Adapter les programmes de lutte contre la tuberculose pour faire face aux défis du COVID-19 : les enseignements tirés des Philippines

05 octobre 2021

Dès le premier confinement dû au COVID-19 mis en place aux Philippines, l’année dernière, le Programme national de lutte contre la tuberculose du ministère de la Santé savait qu’il devait agir vite afin que les patients atteints de tuberculose continuent d’avoir accès à leurs traitements vitaux.

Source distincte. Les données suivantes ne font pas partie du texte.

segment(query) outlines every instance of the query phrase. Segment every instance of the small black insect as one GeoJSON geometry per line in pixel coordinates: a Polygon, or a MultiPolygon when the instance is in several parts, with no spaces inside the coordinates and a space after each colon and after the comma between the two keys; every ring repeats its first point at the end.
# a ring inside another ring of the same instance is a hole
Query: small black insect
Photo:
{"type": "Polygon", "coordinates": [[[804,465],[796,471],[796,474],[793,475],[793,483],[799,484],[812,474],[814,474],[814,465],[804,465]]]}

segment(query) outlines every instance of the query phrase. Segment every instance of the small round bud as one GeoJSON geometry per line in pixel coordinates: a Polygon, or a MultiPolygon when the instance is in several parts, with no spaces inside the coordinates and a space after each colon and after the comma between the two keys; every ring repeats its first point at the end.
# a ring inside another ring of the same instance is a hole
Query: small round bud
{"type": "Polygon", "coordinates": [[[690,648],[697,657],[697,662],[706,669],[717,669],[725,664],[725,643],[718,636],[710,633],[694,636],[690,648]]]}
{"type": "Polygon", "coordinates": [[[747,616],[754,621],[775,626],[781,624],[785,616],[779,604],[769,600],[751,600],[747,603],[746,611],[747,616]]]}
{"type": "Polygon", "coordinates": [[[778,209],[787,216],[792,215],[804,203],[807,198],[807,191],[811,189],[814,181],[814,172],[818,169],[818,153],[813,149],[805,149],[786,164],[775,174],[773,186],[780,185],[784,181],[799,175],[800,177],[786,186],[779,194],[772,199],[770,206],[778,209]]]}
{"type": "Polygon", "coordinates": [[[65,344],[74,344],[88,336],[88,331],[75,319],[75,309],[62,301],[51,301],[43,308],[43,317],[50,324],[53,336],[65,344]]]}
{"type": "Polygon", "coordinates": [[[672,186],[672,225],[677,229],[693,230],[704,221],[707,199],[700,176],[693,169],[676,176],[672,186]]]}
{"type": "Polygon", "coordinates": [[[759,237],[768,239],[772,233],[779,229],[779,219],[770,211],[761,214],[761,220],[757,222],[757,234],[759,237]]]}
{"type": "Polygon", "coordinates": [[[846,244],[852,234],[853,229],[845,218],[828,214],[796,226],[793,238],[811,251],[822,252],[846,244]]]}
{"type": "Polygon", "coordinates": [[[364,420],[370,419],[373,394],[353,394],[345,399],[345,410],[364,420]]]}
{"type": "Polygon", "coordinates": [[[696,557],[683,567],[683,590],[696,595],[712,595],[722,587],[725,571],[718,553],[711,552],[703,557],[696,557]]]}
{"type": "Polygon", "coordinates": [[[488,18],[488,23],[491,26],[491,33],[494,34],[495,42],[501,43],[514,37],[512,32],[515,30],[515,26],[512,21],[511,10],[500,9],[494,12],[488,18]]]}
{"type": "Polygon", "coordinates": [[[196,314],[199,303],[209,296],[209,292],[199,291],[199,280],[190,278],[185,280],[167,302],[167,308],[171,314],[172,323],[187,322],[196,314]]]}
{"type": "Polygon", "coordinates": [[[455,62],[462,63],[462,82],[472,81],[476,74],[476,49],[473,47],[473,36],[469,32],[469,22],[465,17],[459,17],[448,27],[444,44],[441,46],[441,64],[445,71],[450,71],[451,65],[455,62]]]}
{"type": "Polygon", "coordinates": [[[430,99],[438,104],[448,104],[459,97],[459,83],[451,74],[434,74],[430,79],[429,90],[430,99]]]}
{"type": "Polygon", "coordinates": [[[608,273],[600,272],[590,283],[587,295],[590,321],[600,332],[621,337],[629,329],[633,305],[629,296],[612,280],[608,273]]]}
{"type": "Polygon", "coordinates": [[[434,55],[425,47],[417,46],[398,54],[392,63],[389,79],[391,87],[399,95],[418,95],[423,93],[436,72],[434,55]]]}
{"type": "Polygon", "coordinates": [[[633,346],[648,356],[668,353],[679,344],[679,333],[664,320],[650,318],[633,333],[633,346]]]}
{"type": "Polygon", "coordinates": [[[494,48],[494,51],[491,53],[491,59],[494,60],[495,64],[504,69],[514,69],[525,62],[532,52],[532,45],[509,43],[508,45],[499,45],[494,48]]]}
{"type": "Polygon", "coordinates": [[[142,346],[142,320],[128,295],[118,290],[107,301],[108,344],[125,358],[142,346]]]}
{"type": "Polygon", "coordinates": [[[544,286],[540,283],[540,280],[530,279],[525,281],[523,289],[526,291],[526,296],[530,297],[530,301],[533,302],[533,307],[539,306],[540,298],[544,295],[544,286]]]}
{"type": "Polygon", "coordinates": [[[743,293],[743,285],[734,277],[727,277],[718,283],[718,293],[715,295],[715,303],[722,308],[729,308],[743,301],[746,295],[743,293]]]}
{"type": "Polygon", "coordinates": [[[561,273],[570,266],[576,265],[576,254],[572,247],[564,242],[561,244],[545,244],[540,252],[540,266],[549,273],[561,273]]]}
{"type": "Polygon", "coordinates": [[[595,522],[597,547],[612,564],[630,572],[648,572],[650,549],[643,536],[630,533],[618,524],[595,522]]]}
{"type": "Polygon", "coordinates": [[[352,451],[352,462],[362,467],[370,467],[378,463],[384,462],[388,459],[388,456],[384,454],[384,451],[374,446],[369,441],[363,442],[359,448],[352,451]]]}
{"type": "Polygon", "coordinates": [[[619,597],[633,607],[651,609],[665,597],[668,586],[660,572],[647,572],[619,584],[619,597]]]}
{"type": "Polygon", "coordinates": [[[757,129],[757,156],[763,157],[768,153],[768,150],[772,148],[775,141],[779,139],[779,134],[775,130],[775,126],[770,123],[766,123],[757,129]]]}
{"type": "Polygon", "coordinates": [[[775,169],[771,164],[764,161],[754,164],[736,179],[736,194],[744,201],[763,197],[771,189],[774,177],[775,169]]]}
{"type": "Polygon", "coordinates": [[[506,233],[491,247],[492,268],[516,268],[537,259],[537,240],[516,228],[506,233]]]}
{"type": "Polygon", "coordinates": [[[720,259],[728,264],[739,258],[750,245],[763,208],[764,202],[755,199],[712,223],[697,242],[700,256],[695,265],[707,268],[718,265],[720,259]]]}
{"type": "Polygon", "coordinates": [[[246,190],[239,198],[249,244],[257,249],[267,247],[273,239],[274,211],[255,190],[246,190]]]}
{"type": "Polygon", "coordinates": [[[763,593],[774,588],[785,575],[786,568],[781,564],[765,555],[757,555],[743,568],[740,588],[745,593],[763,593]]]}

Les programmes de lutte contre des maladies comme le VIH, la tuberculose et le paludisme ont brusquement été mis au défi de trouver des moyens de continuer à fournir des services de santé dans un pays où des mesures strictes de confinement et de restriction des transports avaient été mises en place.

« Lorsque nous avons été confinés, nous avons immédiatement été pris au dépourvu », a déclaré Arnyl Araneta, chef du programme pour la promotion d’une prise en charge centrée sur le patient et du projet pour le développement des services pérennes de lutte contre la tuberculose (« ACCESS TB »), un programme financé par le Fonds mondial et mis en œuvre par l’ONG Philippine Business for Social Progress (PBSP).

Le COVID-19 a eu un impact dévastateur sur la lutte contre la tuberculose à travers le monde. Aux Philippines, le Programme national de lutte contre la tuberculose a enregistré en 2020 une diminution de 49 % du dépistage de la tuberculose, une réduction de 37 % de la déclaration des cas de tuberculose et une réduction de 14 % de la déclaration des cas de tuberculose pharmacorésistante par rapport à 2019. Lorsque les taux de dépistage de la tuberculose chutent, les conséquences sont dévastatrices : moins les personnes sont détectées, dépistées et traitées, plus il y a de cas de tuberculose et de décès, et plus le risque que la tuberculose pharmacorésistante se propage à travers le monde est élevé. Selon l’OMS (en anglais), les Philippines sont le quatrième pays le plus touché par la tuberculose au monde.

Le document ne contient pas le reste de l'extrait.